Another field in which Prof Bicchi has led research is haptic interfaces, technology that gives robots the ability to feel things when they are touched. Vision is already well developed in robots through cameras and image analysis, but touch – which is just as important to humans – is much less developed.

‘With the search and rescue humanoid, for example, the pilot has 3D vision and knows where to put the hand to find an object. But the lack of tactile feedback is a handicap when trying to pick something up and not drop it, and it is not easy to replicate the human sense of touch.

‘Our approach was to realise that we do not need all the information that comes from our fingertips, and should focus on the most important – such as vibration. My leitmotif is always to make technologies simple, particularly with touch where the human body’s processes are incredibly complicated.

‘So that is an example of how learning the ways that humans work can help design better robots and better human interfaces. Previous designs of robotic hands since the 1980s had been very sophisticated, with many degrees of freedom. But they had proved too complicated to be used in industry or in prosthetics, so we are designing hands that can do a good part of what humans can do with theirs, with the same simplicity of human use.’

Prof Bicchi graduated in Bologna as a mechanical engineer, where he took his doctorate in control engineering with a thesis on robotic hands. He continued his work on robotic hands at post-doctoral level, first at the Massachusetts Institute of Technology Artificial Intelligence lab, and then leading the Robotics group at the E. Piaggio Research Centre of the University of Pisa. But in 2000, he took a pause from that line of research because he felt that they were producing hands that were not making much impact.

After 10 years, he made an unexpected breakthrough when he met Professor Marco Santello, a neuroscientist from Arizona State University who had given a conference paper on the neuroscience of hand control. This started a collaboration between the two men which led Prof Santello to develop the idea of simplification, looking for the most fundamental components that made human hands dextrous in grasping objects.

Antonio Bicchi

‘We called these components synergies that could be copied for robotic hands. We identified just two of the most common movements in the human hand which explain more than 80 per cent of the grasping that we do in everyday life. So to simplify robot hands, we had to make them do what human hands can do by using one or two of these synergies.’
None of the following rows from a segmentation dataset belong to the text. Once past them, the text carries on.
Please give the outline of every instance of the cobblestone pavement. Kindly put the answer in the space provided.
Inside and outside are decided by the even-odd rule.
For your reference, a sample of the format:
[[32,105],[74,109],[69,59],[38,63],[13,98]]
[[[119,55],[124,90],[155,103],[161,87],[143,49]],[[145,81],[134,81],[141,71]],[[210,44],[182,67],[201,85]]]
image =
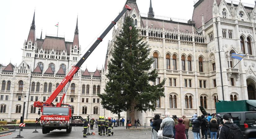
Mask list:
[[[150,139],[151,138],[151,131],[149,128],[140,128],[137,129],[126,129],[125,127],[115,127],[111,131],[114,132],[113,136],[111,137],[100,136],[98,134],[97,128],[95,128],[91,130],[90,132],[94,132],[95,136],[88,136],[87,138],[111,138],[111,139]],[[21,132],[21,135],[24,137],[25,139],[73,139],[83,138],[83,128],[81,127],[74,127],[70,133],[66,133],[65,130],[55,130],[47,134],[43,134],[42,129],[37,130],[39,132],[37,133],[32,133],[34,130],[33,129],[24,129]],[[1,137],[1,139],[10,139],[16,137],[19,134],[19,130],[12,132],[12,134]],[[192,131],[189,131],[189,138],[193,139],[193,135]]]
The collaboration continues, with Prof Santello working closely with Prof Bicchi, who is now an Adjunct Professor at Arizona State. The Italian team has 50–60 people, largely undergraduates split between Pisa and the Italian Institute of Technology which is in Genoa. In addition to finance from the European Commission as part of EU projects, the research group benefits from private funding for commercial projects.

He sees his most exciting challenge as the SoftHand-Pro project which is applying his work to prosthetic hands, with other European partners and US institutions including Arizona State University. ‘Amputees in the US are beginning trials with our hands, and the initial results are very encouraging,’ he says.

‘They are finding them simple to use, which is very important – if there is something complicated to be controlled by the arm, they will get tired and abandon the prosthesis. Simplicity is the key to success, but so is the robustness of the hand. It is very rewarding to translate what we have learnt by studying human hands back to people who have lost their hands.’